By age 4, a child will lie about once every two hours; by age 6, it’s once every 90 minutes.
Even though Theory of Mind is a hallmark of human behavior, we don’t think it is fully developed at birth. It is extremely difficult to measure in very young children. The skill appears instead to unfold progressively, influenced by social experiences. You can see this timeline in the way kids lie. Pulling the wool over someone’s eyes requires Theory of Mind—the ability to peer into someone else’s mind and predict what they will think if you tell them one thing. The talent improves over time.
After age 3, kids begin to lie in earnest, though they usually do so imperfectly. They pick up speed on the nasty habit with astonishing frequency. By age 4, a child will tell a lie about once every two hours; by age 6, she will do it every 90 minutes. As a child grows in vocabulary and social experience, the lies become more sophisticated, more prevalent, and harder to spot.
This timeline suggested to researchers that children have an age-dependent relationship with certain types of moral reasoning, too. Kids might be born with certain moral instincts, but it takes a while to coax them into their mature form.
How moral reasoning develops
Kohlberg, the Harvard psychologist, believed that moral reasoning depended upon general cognitive maturity—another way of saying that these things take time. If indeed decisions have strong emotional roots, as we will explore, I would also argue that moral reasoning depends upon emotional maturity. Though Kohlberg has his critics, his ideas remain influential, as do those of his intellectual mentor, Jean Piaget. The ideas of both men have been applied in schools, juvenile detention facilities, even prisons. Kohlberg outlined a progressive process for moral development:
1. Avoiding punishment. Moral reasoning starts out at a fairly primitive level, focused mostly on avoiding punishment. Kohlberg calls this stage pre-conventional moral reasoning.

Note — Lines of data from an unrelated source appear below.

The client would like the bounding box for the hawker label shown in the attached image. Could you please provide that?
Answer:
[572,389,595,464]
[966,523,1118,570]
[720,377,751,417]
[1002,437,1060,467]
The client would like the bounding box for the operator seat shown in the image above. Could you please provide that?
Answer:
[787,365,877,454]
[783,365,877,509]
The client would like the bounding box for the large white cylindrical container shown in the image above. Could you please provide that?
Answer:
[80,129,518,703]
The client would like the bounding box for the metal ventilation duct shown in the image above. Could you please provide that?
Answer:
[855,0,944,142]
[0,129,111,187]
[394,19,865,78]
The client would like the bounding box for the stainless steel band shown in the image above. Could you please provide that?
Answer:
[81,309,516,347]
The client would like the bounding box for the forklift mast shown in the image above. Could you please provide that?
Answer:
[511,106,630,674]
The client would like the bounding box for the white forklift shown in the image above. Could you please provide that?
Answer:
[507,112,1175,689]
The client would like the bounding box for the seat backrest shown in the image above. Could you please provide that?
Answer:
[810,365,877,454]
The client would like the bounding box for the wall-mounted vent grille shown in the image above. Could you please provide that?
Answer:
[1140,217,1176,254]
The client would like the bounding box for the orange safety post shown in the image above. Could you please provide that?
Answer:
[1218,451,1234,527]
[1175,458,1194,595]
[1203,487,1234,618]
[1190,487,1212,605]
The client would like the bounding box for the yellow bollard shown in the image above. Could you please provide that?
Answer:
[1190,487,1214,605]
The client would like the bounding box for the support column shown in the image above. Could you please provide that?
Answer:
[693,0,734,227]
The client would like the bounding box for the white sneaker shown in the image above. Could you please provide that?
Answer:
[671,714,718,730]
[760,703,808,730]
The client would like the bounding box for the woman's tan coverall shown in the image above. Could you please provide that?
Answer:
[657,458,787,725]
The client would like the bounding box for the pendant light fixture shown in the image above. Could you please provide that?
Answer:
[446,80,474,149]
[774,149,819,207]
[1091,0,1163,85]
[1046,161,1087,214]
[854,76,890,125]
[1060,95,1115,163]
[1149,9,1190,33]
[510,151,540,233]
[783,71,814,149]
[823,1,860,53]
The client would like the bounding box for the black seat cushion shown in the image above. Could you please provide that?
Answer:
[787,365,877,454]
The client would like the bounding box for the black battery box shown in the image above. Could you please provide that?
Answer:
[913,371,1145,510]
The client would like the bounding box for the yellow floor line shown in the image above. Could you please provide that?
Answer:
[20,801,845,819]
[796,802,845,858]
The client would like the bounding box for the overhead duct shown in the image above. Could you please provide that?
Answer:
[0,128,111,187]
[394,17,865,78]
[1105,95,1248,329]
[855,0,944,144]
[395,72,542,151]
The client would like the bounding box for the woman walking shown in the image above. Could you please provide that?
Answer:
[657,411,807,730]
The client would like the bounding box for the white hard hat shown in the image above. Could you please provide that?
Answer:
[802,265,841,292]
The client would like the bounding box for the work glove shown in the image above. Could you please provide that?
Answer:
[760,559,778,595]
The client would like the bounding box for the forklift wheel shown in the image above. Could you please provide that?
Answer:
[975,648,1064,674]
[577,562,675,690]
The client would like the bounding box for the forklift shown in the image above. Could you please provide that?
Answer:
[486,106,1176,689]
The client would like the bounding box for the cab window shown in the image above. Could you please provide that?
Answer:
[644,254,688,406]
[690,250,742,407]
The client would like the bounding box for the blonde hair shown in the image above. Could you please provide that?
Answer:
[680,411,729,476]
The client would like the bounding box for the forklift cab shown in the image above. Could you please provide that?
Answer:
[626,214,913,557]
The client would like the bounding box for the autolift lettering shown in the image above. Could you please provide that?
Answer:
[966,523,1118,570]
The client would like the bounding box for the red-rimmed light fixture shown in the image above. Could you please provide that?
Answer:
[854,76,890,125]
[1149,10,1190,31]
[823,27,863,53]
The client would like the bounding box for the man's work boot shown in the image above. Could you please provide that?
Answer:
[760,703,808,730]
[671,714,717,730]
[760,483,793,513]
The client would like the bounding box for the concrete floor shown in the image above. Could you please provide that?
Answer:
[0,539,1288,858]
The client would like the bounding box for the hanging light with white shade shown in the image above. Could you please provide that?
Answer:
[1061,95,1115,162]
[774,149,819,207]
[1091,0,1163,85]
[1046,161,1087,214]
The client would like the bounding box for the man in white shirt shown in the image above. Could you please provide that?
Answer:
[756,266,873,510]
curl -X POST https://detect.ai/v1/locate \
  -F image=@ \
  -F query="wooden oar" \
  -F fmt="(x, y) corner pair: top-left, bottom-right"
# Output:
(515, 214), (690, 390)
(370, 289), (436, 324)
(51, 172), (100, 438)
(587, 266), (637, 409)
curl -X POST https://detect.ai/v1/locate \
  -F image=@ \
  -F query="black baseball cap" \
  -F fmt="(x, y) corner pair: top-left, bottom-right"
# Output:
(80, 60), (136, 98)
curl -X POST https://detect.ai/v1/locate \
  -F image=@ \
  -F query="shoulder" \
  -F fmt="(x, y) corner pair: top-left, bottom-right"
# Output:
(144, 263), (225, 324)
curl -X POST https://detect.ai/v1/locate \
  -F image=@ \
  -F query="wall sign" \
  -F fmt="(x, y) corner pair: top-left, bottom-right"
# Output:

2. Considering consequences. As a child’s mind develops, she begins to consider the social consequences of her behaviors and starts to modify them accordingly. Kohlberg terms this conventional moral reasoning.
3. Acting on principle. Eventually, the child begins to base her behavioral choices on well-thought-out, objective moral principles, not just on avoidance of punishment or peer acceptance. Kohlberg calls this coveted stage post-conventional moral reasoning. One could argue that the goal of any parent is to land here.
Kids don’t necessarily arrive at this third stage all by themselves. Along with time and experience, it can take a wise parent to get a child to consistently behave in a manner congruent with his or her inborn moral grammar. Part of the reason it’s tough is that when children observe bad behavior, they have
learned
it. Even if the bad behavior is punished, it remains easily accessible in the child’s
brain. Psychologist Albert Bandura was able to show this, with help from a clown.
Lessons from Bobo the clown
In the 1960s, Bandura showed preschoolers a film involving a Bobo doll, one of those inflatable plastic clowns weighted on the bottom. In the film, an adult named Susan kicks and punches the doll, then repeatedly clobbers it with a hammer—buckets o violence. After the film, the preschoolers are taken into another room filled with toys, including (surprise) a Bobo doll and a toy hammer. What do the children do? It depends.